Them streets in Oak Cliff don’t snitch.
This is the first time I wish gentrification found a home in my living room.
This is the first time, I wish voice wasn’t a writing prompt
I wish I could have saved Shavon.
I would have told her it wasn’t that bad when I was growing up.
I would have told her I survived. Baby girl, you can make it out the hood,
You can blossom into a beautiful poet, black girl magic really works.
That you can be bad and boujee not dead and dismantled.
I would have told her mama, yall aint gotta live like this,
That we got out this time. That one more black women made something out of her self.
That Kiest blvd, wasn’t no crime scene all the time.
That Oak Cliff is just a safe haven for the misfits and outcast, when Dallas don’t want us no more.
When black and brown have to coexist
I want to tell Shavon, I’m sorry
For leaving and not coming back to save her.
Or that time when I returned and it was too late.
It was too late. It’s too late. She’s gone.
They found her swallowed by this town. Buried beneath the chalk outline. Right by that Candy house. Candy’s house.
I can still smell the dirt white sugar on my face.
It was from all the candy I had to sneak and eat. My jaws sticky and smudge.
A childhood I will always remember.
Generational Curses
My son Quenton is 17 years old.
We found out 5 years ago that he can play 4 instruments, by ear
His favorite is the viola.
Stringed instruments seem to be something he clings to.
He tends to pluck the strings before he applies the bow to make sure he is in tune.

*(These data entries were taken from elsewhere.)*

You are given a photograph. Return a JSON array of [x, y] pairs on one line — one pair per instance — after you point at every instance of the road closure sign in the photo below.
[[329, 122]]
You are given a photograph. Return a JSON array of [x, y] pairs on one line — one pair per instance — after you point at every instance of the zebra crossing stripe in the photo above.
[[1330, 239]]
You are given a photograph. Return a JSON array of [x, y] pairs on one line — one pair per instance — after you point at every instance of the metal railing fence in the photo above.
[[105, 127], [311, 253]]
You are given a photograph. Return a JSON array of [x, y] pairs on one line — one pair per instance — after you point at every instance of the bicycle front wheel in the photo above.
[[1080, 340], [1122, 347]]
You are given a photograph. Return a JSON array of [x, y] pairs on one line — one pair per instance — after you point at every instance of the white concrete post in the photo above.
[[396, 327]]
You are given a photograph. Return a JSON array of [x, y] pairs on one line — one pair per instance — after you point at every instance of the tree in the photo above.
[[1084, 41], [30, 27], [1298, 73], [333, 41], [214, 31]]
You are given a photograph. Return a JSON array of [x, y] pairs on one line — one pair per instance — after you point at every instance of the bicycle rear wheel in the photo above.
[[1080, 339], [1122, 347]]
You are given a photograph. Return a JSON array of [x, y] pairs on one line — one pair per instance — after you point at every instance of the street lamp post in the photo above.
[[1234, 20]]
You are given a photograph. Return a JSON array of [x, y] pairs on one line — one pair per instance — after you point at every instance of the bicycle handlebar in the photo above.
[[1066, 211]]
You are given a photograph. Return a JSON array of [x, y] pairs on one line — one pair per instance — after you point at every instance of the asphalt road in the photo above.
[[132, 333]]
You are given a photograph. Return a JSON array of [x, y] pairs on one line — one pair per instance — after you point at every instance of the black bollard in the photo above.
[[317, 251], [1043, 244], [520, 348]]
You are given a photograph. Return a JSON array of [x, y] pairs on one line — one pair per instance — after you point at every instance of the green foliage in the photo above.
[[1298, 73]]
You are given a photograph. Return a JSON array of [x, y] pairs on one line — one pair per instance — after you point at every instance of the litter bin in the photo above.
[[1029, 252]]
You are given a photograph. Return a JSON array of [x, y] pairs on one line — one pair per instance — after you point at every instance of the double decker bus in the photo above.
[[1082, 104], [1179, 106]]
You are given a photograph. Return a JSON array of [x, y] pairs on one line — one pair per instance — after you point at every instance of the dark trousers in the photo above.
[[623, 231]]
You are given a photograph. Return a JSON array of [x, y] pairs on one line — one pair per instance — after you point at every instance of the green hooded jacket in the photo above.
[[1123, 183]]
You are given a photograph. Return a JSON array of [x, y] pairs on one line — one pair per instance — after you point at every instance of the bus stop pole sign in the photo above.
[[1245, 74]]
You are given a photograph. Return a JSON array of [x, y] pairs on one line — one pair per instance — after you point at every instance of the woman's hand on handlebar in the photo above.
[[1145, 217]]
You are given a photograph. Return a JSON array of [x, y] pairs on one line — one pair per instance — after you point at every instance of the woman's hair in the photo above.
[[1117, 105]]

This makes me think about his grandfather.
Who found his heroes in heroine
Who plucked veins before he applied needles to make sure he got the right hit.
My son is smart, intelligent
And we wonder which part of the family tree will he embody the most.
Like his mother, a poet
His father, a comedian
His grandfather a preacher
A musician like his uncle….
Then I think
Maybe he will be a crack addict like his grandmother
Drop out of school at 16,
And struggle like his grandparents with
with no high school education
These are his
Generational curses.
Uncles who are manic depressives who have made love and death with the same hands Plaster semen in open wounds
Conceiving bastards like his paternal grandfather
Be a rolling stone that rolls stone
Or
Who develops insecurities like his father
That breaks glass when he gets upset, because as a child all he saw was broken glass South side of Chicago
Only provided peace that
Sounded like fists
Against cracked window panes
Skulls that carry crowns
Beaded with the shards of glass and broken beer bottles
Crowned thieves and gangsta disciples
Rites of passage says
They will place this crown Upon my son’s head
This is his circle of life
Lifted on his mountain of broken dreams
Overlooking a promised land
That he will never have the knowledge or opportunity to reach,
No wonder the first song he learned on his own was somewhere over the rainbow
As parents we bring our children into this world and pray for them That they live better lives than us
In this day, longer lives than us
Don’t make the same mistakes we made
But he already has a habit of breaking promises Like Mama I will clean up my room
Mama, I will do good in school
Maybe he won’t grow up to be a liar
Or like me
A woman who wears pride like foundation
Only covering up the flaws that are imprinted in her skin
But I’ve learned how to wear this skin well
Because like me he was born 2 weeks late
So folks like us, are always playing catch up with this world.
I tell him son, your destiny doesn’t change,
You do
And you were predestined in my womb
I believe if God is in me, he’s got to be in you
And the truth is
I can’t take you to heaven with me, even if I wanted to….
He practices on his viola hours in day
To perfect an imperfect thing.
Maybe that will be
His way out of being generationally cursed, with every note, sound and vibrato He will break every chain. He breaks every chain. He’s broken every chain. My son will not be a
On drugs, in jail, a murderer, a manic depressant, an alcoholic,
Broke, crack addict, a teenage father
Because yall he’s 14 years old
Smart, intelligent, a prodigy
He can’t grow up to be just like us.